Warden Takatsu is Ryo Ishibashi, star of Audition, recently seen in Suicide Circle:

But it’s not the kind of whodunit where the audience participates and could possibly guess the culprit. We’re just left to wonder “Did Ariyoshi kill him, and how?” because the other inmates don’t get much to say until after the investigation is underway. I figured Kazuki could’ve let A. kill him, a la In the Realm of the Senses, but no – it was giant Tsuchiya who works in the infirmary and regularly summons A.’s co-worker from laundry duty for sexual liasons. Even Tsuchiya didn’t think he could take Kazuki – he attacked him as a way to commit suicide, and when K. let himself die, T. took his own life a couple days (hours?) later.


Sounds like kind of a sad story, but the filmmaking is so invigorating there’s no time to be bummed out.

D. Kalat from TCM (?):

For a film whose premise is a homoerotic romance set in a prison, Miike has studiously avoided the obvious, the cheap, and the cliché. The prison itself is not so much a set as an abstraction—the architect appears to have run out of ink and paper before he got around to designing the usual attributes of a prison: cells, bars, walls.


Tom Mes:

There is a lot of meditation in Big Bang Love, Juvenile A too. It’s perhaps one of Miike’s most meditative films ever. Oddly, on the one hand, because it was produced by Hisao Maki, responsible for Silver, Family and several other of the most thick-headed turkeys in Miike’s career.
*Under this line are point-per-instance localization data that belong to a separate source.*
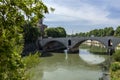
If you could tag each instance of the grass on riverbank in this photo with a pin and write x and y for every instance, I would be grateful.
(31, 61)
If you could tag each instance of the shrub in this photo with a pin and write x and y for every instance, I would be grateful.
(116, 55)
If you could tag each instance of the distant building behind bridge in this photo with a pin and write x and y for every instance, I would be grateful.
(42, 27)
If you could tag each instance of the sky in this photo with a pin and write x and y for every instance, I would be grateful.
(83, 15)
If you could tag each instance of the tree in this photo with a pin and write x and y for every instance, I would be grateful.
(13, 15)
(117, 32)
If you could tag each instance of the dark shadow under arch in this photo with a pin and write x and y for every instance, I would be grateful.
(54, 46)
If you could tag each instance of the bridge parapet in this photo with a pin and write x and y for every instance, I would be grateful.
(71, 42)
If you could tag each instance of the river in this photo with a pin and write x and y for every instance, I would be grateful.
(81, 66)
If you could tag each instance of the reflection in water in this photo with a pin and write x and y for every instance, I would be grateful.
(60, 67)
(90, 58)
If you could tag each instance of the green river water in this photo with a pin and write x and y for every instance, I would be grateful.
(61, 66)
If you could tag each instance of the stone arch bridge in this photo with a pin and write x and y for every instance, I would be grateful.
(73, 42)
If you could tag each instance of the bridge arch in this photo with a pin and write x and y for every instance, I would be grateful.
(54, 45)
(77, 44)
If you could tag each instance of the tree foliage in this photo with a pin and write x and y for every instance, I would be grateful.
(117, 32)
(13, 14)
(55, 32)
(31, 33)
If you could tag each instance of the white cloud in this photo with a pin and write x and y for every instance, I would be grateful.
(85, 12)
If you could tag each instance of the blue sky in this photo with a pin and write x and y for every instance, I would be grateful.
(83, 15)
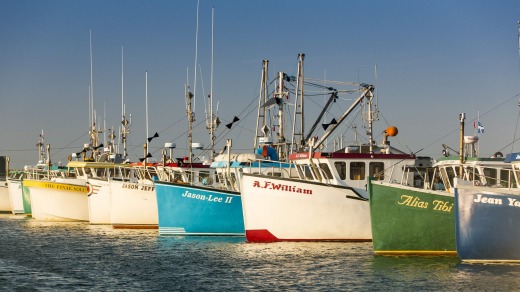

Not so oddly, on the other, because it was scripted by the great Masa Nakamura, writer of Dead or Alive 2, The Bird People in China, Young Thugs: Nostalgia and several other of the very finest films in that same career. The big bang of the title is also the clash between the two furthest extremes in Miike’s filmography and the spectacle of its scattering stardust is one to behold.

Yes, but is it any good? This is a Takashi Miike film. It will make you wonder, curse, marvel, tremble, scratch your head, grow bored, and awaken rudely. Celebrate it.